During a brief outing to a shopping mall so Santa can meet some adolescent admirers face-to-face, Callum admits that grown-ups’ selfishness and nastiness has sapped him of his Christmas spirit. With the Naughty List now longer than its nicer rival, he’s become disillusioned, and during a subsequent work-out session—during which Santa, aka “Red,” presses enormous weights and carbo-loads with cookies—he hands in his resignation letter.

Before Callum can quit on his centuries-old gig, however, Grýla infiltrates the North Pole and kidnaps Santa. How does she do this, given Kris Kringle’s immense magical strength? Red One doesn’t say, skipping over that crucial scene and barreling headfirst into a murky set piece in which Callum chases after Grýla, only to come up short. With 24 hours until Christmas, he and Zoe decide to locate the person who tipped the baddie off. When they snatch Jack, who’s renowned as “the Wolf” despite being a gambling-addict bum who sleeps in bathtubs, he immediately clashes with Callum, who has no patience for this “level four naughty-lister.” The feeling is mutual, thus establishing the film’s formulaic dramatic dynamic.

Red One production still.
Amazon Prime

Jack is fated to turn over a new leaf and mend fences with his teenage son Dylan (Wesley Kimmel), just as that transformation is destined to restore Callum’s belief in humanity and the holidays. Along the way, Red One delivers ho-hum banter and a raft of equally listless details, be it Callum using a high-tech forearm device to turn toys real (such as a Hot Wheels car or Rock ‘Em Sock ‘Em Robots), or the duo traveling across the globe via portals located in toy store storage closets.

Callum and Jack’s investigation takes them first to Aruba, where they have a run-in with an underworld middleman (Nick Kroll) who becomes possessed by Grýla. Afterwards, they visit the spooky home of Santa’s estranged adopted brother Krampus (Kristofer Hivju), who doesn’t take kindly to their presence and squares off against Callum in a slap-fight contest.

Red One’s production design, make-up, and special effects are competent but flat, Kasdan frames everything as if he has both eyes on the film’s eventual television broadcast, and Chris Morgan’s script is full of wan platitudes about the child inside all of us.

Lucy Liu in Red One.
Lucy Liu.
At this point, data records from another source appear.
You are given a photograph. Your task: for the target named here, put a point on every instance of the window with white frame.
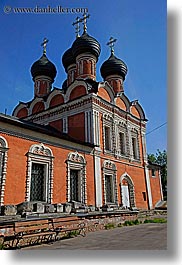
(3, 166)
(122, 143)
(76, 178)
(39, 178)
(135, 146)
(107, 138)
(110, 182)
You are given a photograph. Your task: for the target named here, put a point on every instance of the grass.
(109, 226)
(137, 222)
(155, 220)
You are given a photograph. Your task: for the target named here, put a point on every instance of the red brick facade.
(84, 142)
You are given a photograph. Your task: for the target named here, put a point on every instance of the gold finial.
(111, 44)
(77, 28)
(44, 44)
(84, 19)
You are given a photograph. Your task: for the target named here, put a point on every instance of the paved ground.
(138, 237)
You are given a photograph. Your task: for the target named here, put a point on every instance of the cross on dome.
(77, 28)
(44, 44)
(84, 19)
(111, 44)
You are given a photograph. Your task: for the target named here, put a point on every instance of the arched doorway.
(127, 192)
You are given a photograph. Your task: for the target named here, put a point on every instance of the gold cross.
(77, 28)
(111, 44)
(44, 44)
(84, 19)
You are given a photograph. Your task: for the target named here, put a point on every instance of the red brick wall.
(57, 125)
(56, 100)
(38, 107)
(76, 126)
(77, 92)
(17, 165)
(22, 113)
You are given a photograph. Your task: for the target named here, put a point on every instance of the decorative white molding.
(76, 161)
(40, 154)
(131, 189)
(109, 168)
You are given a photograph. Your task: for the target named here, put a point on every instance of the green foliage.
(129, 223)
(109, 226)
(160, 158)
(155, 220)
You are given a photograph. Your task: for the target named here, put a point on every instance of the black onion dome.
(43, 67)
(113, 66)
(86, 44)
(68, 58)
(64, 85)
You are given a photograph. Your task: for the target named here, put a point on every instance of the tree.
(160, 158)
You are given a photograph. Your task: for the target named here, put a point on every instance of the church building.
(84, 142)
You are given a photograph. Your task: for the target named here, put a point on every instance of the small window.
(107, 138)
(134, 147)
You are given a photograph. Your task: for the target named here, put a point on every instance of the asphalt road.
(138, 237)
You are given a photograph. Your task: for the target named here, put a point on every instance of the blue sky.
(139, 27)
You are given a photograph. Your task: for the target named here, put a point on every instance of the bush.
(109, 226)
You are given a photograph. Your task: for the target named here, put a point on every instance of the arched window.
(76, 178)
(127, 192)
(3, 166)
(39, 179)
(110, 183)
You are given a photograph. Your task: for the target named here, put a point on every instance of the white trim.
(40, 154)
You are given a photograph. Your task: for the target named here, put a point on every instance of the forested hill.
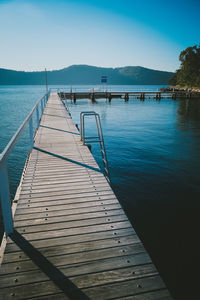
(83, 74)
(189, 73)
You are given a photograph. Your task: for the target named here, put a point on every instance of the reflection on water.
(153, 149)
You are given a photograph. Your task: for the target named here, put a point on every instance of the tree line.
(189, 72)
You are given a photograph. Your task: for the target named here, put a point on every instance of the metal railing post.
(41, 107)
(31, 133)
(5, 201)
(38, 117)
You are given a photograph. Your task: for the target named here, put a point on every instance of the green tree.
(189, 72)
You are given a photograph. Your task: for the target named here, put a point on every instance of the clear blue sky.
(110, 33)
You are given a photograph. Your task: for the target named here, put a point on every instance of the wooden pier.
(158, 95)
(71, 238)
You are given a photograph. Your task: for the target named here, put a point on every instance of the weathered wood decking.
(72, 239)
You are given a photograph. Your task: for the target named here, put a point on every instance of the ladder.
(95, 139)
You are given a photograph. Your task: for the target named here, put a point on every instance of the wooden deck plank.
(72, 239)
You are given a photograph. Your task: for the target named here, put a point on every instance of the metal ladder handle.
(102, 145)
(98, 139)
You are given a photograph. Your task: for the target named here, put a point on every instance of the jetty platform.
(142, 95)
(71, 237)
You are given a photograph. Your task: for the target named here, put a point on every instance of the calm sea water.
(153, 150)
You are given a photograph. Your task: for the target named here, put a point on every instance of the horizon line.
(51, 70)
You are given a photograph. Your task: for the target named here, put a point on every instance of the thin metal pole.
(5, 201)
(46, 80)
(38, 118)
(31, 133)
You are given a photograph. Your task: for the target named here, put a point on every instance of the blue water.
(153, 150)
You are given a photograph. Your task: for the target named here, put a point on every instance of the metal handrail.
(95, 139)
(4, 182)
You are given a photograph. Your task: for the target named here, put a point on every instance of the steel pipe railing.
(4, 181)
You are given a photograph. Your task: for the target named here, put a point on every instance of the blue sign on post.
(103, 79)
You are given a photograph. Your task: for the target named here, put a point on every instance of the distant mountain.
(84, 74)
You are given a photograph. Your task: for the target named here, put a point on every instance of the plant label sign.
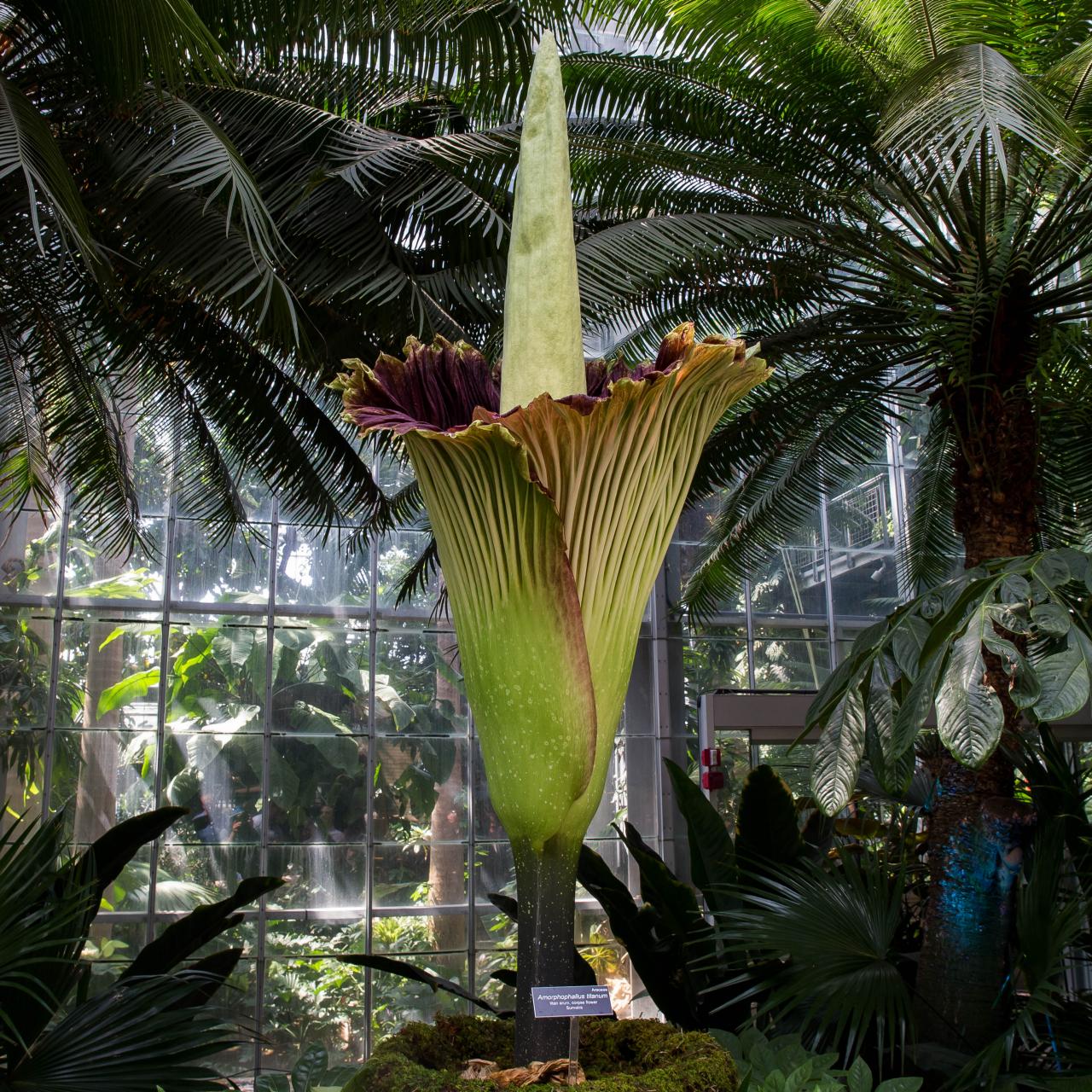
(572, 1002)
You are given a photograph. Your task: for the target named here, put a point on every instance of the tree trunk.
(546, 886)
(976, 830)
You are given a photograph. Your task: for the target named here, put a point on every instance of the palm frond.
(971, 97)
(28, 151)
(124, 45)
(843, 979)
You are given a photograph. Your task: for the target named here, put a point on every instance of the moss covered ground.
(617, 1056)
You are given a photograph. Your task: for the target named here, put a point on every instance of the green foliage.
(617, 1056)
(767, 825)
(911, 171)
(838, 931)
(145, 1028)
(256, 190)
(1025, 611)
(784, 1065)
(311, 1073)
(689, 975)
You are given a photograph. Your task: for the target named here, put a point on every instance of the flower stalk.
(553, 502)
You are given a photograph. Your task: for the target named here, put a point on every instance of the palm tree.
(896, 197)
(205, 206)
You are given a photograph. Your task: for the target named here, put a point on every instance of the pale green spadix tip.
(543, 348)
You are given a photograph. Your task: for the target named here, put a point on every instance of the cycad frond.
(972, 96)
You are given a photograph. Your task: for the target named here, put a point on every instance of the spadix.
(552, 520)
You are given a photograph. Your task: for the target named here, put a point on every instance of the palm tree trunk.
(976, 830)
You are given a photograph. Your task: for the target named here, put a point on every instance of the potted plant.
(553, 496)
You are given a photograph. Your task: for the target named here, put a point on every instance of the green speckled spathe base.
(617, 1056)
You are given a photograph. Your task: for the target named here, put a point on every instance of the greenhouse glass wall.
(317, 730)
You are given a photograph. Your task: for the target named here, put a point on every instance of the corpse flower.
(553, 497)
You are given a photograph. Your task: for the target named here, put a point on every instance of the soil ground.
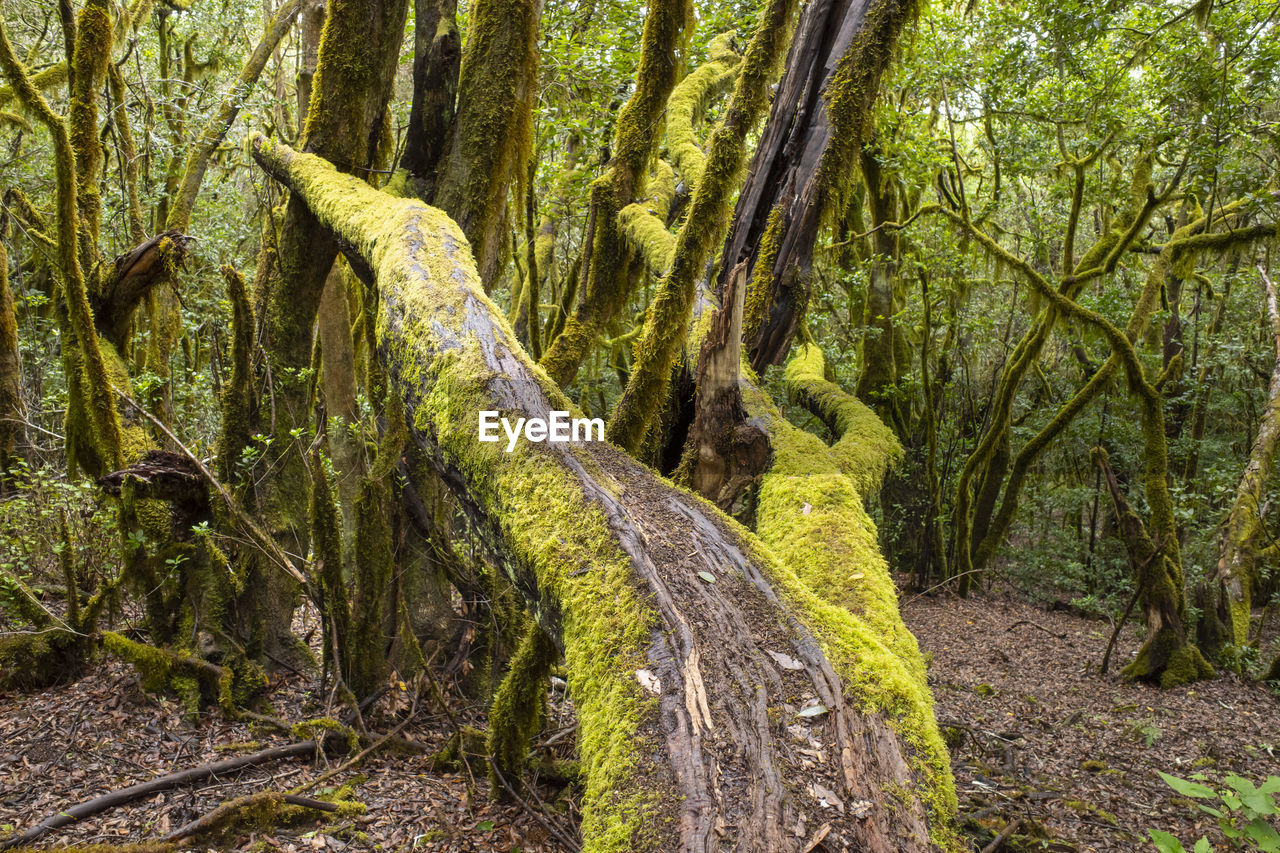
(1038, 735)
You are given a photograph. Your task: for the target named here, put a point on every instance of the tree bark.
(686, 688)
(807, 151)
(1165, 656)
(493, 128)
(1243, 533)
(437, 56)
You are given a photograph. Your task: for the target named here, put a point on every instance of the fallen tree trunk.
(190, 776)
(691, 649)
(1243, 534)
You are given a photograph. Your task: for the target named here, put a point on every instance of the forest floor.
(1074, 755)
(1042, 738)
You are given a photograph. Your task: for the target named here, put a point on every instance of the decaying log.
(694, 656)
(137, 272)
(190, 776)
(228, 811)
(727, 450)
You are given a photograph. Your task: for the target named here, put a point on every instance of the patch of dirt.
(76, 742)
(1047, 739)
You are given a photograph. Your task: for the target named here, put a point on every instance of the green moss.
(759, 288)
(35, 661)
(648, 237)
(830, 568)
(865, 447)
(493, 127)
(560, 542)
(520, 705)
(607, 286)
(689, 100)
(671, 310)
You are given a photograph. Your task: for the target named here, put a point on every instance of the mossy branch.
(604, 286)
(667, 320)
(689, 100)
(220, 122)
(572, 523)
(99, 404)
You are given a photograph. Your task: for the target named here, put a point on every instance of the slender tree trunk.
(344, 124)
(493, 129)
(13, 418)
(807, 153)
(1243, 534)
(437, 55)
(680, 715)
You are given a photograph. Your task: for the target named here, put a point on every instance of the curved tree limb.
(679, 730)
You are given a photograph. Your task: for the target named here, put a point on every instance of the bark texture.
(1243, 534)
(686, 688)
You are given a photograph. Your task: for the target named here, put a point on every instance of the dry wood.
(190, 776)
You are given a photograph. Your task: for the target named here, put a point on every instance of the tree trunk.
(805, 155)
(493, 128)
(689, 646)
(13, 418)
(1165, 656)
(1243, 533)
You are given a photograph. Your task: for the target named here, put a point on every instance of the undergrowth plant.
(1246, 812)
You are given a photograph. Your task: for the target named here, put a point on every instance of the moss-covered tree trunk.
(693, 652)
(1243, 534)
(493, 128)
(350, 92)
(804, 162)
(1165, 656)
(13, 434)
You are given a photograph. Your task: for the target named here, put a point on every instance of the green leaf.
(1264, 835)
(1188, 788)
(1166, 843)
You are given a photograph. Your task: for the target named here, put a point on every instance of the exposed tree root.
(261, 811)
(190, 776)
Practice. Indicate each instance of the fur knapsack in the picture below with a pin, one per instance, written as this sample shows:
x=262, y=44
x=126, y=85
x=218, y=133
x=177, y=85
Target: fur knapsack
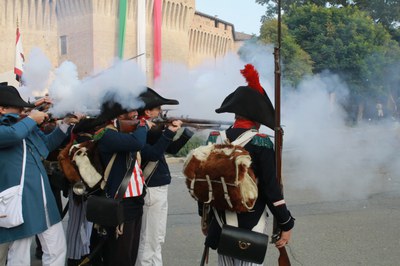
x=220, y=175
x=81, y=162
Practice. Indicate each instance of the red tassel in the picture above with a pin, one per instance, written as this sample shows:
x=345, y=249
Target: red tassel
x=252, y=78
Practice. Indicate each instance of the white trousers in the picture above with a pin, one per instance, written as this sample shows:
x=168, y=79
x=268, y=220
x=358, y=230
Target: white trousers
x=154, y=225
x=3, y=253
x=53, y=243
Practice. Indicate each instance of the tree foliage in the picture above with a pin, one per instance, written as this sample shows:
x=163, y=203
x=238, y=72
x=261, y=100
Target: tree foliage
x=296, y=62
x=345, y=41
x=386, y=12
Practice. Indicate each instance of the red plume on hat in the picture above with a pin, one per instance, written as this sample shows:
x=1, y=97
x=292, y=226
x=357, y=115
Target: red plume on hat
x=252, y=78
x=250, y=101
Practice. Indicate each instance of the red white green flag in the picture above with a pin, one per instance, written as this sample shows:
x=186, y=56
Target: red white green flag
x=19, y=57
x=157, y=37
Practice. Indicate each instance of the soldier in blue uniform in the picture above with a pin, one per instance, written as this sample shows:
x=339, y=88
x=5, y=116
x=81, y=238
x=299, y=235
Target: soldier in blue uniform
x=252, y=108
Frank Masi/Prime

While Shipka leaves an impression during her fleeting screen time, Grýla’s evil plot—to punish anyone who’s ever misbehaved with the aid of supernatural snow globes—is second-rate and snooze-worthy. Kasdan’s slam-bang skirmishes and chases aren’t any more interesting. Whether it’s Jack fending off apartment-building attackers in helter-skelter fashion, or Callum changing his physical size to take down three Armenian villains, the material’s adrenalized moments boast a distinctly sub-Marvel quality. The inclusion of a few minor (and wholly unnecessary) profanities merely further underlines the venture’s desire to appeal to a male tween demographic.

Every Johnson line reading seems tailored for a theatrical trailer, which is emblematic of a wannabe-blockbuster that keeps things frantic in order to mask its fundamental slenderness. It only takes one selfless act for Jack to gain Callum’s trust, after which they transform into heartfelt bros, and so many additional plot points are haphazardly introduced and/or tossed off that the film fails to establish a concrete fictional reality. Red One comes across as an insubstantial mash-up of various elements that have previously proven popular with audiences (or test groups), such that even Callum’s red-and-black leather jacket appears to have been made from the same material used for Spider-Man’s costume.

Johnson and Evans’ magnetism means that this seasonal spectacular never completely falls on its face, but that’s damning it with the faintest of praise, and by its midway point, its lethargy begins to grate and depress. All commotion and attitude and little inspiration or excitement, Red One is unlikely to ever achieve holiday-classic status. On the other hand, however, it may yet serve a valuable purpose on Christmas Eve: boring eager-to-stay-awake children to sleep.